The interest rate on the main refinancing operations and the interest rate on the marginal lending facility will remain unchanged at 0.05% and 0.30% respectively.
Further monetary policy measures will be communicated by the President of the ECB at a press conference starting at 14:30 CET today.
Wall St was not impressed. From Deutsche Bank:
Our premise of continued bearishness on EUR/USD through the end of the year was a “full” delivery from both the Fed and the ECB. The latter leg was a significant disappointment today versus our expectation and we therefore close out the EUR/USD shorts we initiated in our September FX Blueprint. We are keeping all our official 2015-2017 year-end forecasts unchanged.
RBS:
The ECB’s credibility to reach CPI target at risk after today. ECB has missed CPI target by more than 1% for 25 mos. in a row and nothing Draghi has done today convinces investors that the central bank is getting ahead of the curve, RBS strategist Michael Michaelides says in a Bloomberg interview. ECB is showing its clear deflationary bias. Consequences from today’s major disappointment may lead to a tightening in euro-area financial conditions. Market may reassess ECB’s willingness to do more soon compared with previous expectations.
BofA:
ECB President Draghi’s argument that more will be done if needed, is not enough given mkt’s high expectations and his past pattern of over-delivering, Athanasios Vamvakidis, strategist at BofAML, says in e-mailed comments. Expectations for today were just too high. ECB easing package is underwhelming, not aggressive enough and below expectations
And Citibank:
ECB’s package of easing measures is disappointing so far, as expectations had built up high in recent weeks, especially after Draghi’s speech on Nov. 20, Josh O’Byrne, FX strategist at Citigroup, says in e-mailed comments.

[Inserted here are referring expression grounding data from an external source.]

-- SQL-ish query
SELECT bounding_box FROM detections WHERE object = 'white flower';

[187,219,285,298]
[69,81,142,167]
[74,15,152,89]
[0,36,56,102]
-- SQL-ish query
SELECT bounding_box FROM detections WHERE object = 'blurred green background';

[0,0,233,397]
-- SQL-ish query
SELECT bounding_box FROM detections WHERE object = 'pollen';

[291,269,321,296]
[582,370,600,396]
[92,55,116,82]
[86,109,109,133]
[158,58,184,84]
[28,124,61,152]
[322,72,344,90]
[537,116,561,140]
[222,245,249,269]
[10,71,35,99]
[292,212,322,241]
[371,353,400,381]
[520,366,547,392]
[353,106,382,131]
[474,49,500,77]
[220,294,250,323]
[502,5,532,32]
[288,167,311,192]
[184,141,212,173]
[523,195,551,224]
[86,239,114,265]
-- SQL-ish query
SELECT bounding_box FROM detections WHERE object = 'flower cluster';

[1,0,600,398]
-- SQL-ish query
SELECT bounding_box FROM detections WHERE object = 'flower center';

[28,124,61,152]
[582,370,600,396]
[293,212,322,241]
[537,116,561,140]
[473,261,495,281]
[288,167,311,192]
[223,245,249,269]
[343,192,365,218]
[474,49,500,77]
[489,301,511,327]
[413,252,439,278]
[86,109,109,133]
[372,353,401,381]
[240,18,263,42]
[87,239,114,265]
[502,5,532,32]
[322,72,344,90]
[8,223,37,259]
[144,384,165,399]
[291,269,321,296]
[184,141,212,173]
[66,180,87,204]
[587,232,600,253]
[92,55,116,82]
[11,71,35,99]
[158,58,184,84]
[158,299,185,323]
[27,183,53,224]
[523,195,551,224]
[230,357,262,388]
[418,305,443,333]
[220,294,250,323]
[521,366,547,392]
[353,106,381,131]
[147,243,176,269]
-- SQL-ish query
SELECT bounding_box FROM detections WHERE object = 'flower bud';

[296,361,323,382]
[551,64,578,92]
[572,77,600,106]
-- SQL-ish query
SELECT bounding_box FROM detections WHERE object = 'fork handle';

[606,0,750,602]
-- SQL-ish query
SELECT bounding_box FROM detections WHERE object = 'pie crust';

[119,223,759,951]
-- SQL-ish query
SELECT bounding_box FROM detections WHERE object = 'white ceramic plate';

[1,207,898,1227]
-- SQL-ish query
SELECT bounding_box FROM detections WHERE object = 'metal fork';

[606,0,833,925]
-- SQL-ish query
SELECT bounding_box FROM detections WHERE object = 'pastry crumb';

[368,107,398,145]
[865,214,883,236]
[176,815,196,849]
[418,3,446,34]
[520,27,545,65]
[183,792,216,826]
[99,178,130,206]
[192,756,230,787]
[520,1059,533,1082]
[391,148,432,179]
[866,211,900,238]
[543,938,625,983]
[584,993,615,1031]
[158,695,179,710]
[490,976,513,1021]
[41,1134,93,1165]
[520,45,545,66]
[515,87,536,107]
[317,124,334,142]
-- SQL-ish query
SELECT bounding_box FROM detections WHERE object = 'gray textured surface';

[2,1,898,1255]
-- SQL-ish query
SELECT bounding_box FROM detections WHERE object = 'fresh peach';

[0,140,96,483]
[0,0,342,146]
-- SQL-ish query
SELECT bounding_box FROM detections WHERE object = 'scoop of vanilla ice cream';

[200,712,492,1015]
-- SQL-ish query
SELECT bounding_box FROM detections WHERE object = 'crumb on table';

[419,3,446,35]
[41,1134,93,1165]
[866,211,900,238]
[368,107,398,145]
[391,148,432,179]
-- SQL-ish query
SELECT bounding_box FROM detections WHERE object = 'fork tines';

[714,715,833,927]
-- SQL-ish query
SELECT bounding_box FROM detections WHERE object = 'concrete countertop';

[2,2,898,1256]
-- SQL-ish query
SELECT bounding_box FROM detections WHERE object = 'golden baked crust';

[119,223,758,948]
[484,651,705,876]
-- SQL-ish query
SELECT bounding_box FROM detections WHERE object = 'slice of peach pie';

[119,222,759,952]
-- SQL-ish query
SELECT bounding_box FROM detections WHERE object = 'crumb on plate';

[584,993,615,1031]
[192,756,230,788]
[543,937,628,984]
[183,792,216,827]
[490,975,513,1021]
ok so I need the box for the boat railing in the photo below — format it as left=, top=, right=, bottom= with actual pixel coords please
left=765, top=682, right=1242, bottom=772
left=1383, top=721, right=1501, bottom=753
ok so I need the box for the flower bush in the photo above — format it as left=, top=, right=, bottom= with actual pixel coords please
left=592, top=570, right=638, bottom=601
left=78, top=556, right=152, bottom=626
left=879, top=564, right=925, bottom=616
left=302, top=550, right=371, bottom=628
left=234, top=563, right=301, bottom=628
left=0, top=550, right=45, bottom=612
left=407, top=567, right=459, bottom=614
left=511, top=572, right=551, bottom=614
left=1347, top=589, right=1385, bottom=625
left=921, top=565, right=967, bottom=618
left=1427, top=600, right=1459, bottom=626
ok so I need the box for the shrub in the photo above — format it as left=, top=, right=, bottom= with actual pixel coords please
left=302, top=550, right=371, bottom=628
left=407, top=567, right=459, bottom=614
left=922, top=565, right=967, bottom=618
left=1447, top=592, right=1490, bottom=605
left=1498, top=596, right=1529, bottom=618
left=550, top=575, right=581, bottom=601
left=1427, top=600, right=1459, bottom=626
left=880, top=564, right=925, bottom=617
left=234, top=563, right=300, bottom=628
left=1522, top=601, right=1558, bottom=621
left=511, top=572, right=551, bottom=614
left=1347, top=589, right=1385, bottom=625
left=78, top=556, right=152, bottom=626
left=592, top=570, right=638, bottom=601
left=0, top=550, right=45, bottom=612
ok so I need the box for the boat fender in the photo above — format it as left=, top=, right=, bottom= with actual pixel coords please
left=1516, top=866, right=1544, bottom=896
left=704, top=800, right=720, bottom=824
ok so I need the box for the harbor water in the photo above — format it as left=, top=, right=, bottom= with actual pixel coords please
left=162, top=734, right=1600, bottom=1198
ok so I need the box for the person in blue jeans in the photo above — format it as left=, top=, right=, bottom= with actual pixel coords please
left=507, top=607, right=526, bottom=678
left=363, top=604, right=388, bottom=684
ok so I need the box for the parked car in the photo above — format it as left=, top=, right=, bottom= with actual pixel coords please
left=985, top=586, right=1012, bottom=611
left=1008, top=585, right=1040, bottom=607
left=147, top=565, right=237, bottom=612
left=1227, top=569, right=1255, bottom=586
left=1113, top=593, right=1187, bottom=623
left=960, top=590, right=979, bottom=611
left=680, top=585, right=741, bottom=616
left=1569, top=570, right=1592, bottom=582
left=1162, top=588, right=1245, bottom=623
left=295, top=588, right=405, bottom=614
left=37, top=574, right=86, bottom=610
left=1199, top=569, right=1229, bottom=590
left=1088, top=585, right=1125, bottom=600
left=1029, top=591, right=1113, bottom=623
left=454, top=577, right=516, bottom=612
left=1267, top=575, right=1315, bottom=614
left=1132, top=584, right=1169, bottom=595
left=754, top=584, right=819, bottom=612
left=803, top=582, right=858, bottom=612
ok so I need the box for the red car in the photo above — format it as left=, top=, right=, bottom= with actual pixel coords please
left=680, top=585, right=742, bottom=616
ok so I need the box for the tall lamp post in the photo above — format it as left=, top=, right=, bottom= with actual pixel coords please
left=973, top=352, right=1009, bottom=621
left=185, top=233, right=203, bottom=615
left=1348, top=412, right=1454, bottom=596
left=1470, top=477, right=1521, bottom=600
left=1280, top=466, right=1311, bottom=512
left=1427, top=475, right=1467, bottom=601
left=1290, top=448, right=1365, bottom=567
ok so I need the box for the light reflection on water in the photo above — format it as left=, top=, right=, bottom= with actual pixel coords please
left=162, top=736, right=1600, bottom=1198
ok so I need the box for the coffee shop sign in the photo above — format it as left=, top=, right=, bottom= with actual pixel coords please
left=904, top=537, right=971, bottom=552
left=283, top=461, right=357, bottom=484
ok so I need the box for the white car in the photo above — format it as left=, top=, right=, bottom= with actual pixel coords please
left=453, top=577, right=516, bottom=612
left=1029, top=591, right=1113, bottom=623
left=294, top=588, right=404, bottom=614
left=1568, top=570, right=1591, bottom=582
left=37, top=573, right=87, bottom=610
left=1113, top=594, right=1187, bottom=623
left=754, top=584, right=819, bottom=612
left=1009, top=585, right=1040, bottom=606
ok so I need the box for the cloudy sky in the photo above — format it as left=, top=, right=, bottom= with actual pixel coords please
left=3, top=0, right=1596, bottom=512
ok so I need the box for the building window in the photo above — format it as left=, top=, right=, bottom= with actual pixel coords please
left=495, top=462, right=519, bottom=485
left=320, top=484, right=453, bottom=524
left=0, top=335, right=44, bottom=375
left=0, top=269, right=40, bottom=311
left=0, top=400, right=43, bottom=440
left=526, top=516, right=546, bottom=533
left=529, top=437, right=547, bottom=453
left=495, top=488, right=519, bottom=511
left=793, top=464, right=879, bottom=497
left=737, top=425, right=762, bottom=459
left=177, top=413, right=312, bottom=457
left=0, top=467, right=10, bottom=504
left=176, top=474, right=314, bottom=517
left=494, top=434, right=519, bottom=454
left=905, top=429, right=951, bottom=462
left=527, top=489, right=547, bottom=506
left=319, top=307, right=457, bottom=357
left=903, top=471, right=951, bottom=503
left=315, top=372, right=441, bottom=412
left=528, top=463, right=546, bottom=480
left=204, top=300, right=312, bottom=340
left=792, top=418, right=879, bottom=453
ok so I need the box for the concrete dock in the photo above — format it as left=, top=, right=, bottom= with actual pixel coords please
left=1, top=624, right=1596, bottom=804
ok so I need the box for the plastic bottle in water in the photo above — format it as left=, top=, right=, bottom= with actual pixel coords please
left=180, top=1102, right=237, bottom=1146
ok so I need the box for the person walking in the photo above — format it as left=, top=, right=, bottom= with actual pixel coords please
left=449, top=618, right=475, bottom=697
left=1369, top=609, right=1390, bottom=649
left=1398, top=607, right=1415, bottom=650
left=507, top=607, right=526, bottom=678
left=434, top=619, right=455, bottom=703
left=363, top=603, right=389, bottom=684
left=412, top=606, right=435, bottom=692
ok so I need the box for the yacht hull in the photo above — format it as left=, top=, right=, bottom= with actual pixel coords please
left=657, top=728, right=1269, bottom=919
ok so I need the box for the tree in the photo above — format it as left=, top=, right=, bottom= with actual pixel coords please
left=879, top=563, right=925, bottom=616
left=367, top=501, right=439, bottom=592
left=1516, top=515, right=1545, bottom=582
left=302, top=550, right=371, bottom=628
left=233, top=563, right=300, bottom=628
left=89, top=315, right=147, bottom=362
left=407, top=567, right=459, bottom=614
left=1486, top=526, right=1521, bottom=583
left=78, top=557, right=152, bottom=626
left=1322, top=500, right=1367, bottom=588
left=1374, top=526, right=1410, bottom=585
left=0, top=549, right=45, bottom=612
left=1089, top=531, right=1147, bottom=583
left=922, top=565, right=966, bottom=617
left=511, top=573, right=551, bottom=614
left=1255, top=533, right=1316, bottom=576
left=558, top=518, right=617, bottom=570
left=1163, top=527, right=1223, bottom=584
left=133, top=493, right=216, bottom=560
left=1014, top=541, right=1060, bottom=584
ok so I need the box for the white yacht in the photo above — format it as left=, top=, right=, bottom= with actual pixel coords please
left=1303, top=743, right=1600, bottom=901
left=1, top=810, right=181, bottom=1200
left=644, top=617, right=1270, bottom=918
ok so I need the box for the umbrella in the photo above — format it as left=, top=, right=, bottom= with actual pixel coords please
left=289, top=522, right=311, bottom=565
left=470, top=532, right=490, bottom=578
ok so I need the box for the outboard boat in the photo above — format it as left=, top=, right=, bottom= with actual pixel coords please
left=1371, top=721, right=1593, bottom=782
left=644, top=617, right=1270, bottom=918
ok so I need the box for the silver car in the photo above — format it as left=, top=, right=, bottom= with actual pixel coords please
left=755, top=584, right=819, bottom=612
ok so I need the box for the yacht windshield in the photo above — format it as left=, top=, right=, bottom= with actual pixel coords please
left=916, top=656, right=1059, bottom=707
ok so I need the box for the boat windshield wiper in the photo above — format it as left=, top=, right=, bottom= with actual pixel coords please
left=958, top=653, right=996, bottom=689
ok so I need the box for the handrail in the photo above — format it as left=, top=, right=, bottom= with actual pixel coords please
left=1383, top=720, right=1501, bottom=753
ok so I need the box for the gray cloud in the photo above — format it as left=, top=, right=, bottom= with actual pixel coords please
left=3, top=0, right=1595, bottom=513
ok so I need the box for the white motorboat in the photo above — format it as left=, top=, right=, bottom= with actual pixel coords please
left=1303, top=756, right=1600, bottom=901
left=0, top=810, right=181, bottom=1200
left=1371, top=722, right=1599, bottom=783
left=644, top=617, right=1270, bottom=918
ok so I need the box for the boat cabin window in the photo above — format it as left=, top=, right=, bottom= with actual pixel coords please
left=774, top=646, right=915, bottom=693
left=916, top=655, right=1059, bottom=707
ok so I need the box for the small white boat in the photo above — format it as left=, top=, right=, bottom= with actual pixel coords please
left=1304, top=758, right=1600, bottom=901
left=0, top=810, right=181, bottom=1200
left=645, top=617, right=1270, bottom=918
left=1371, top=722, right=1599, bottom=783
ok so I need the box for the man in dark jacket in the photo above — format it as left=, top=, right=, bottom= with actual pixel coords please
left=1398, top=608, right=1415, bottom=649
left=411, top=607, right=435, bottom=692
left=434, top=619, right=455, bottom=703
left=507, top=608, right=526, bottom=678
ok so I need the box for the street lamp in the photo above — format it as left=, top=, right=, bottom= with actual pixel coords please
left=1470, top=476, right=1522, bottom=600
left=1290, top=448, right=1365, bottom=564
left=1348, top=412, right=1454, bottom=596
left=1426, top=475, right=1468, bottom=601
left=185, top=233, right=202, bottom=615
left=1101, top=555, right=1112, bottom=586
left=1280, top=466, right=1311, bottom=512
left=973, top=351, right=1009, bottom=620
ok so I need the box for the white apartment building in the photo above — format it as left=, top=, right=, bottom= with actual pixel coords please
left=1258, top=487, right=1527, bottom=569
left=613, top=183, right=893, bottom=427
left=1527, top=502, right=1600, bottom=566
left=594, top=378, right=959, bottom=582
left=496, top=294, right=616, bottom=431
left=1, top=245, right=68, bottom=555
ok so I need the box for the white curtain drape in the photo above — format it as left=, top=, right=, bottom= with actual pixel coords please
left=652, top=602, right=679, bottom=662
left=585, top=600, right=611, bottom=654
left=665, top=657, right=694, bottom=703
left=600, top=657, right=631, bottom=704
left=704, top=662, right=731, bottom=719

Markets were expecting more so the reaction was fierce. The US dollar index was hammered 2% as the euro surged:
That sent oil through the roof 4.7% though base metals lagged:
More importantly, an easing US dollar liberated bonds to fully embrace Fed tightening and everything was sold hard and yields surged across the curve:
Which did not impress stocks!
The Australian dollar took off as local bonds were also hammered.
This is not a trend break of any kind to my mind. Markets were simply overweight a perfect outcome (for them) of European easing and US tightening. The US dollar longs will be cleared and then we’ll begin again. Europe is still easing and the US is tightening even more as a result.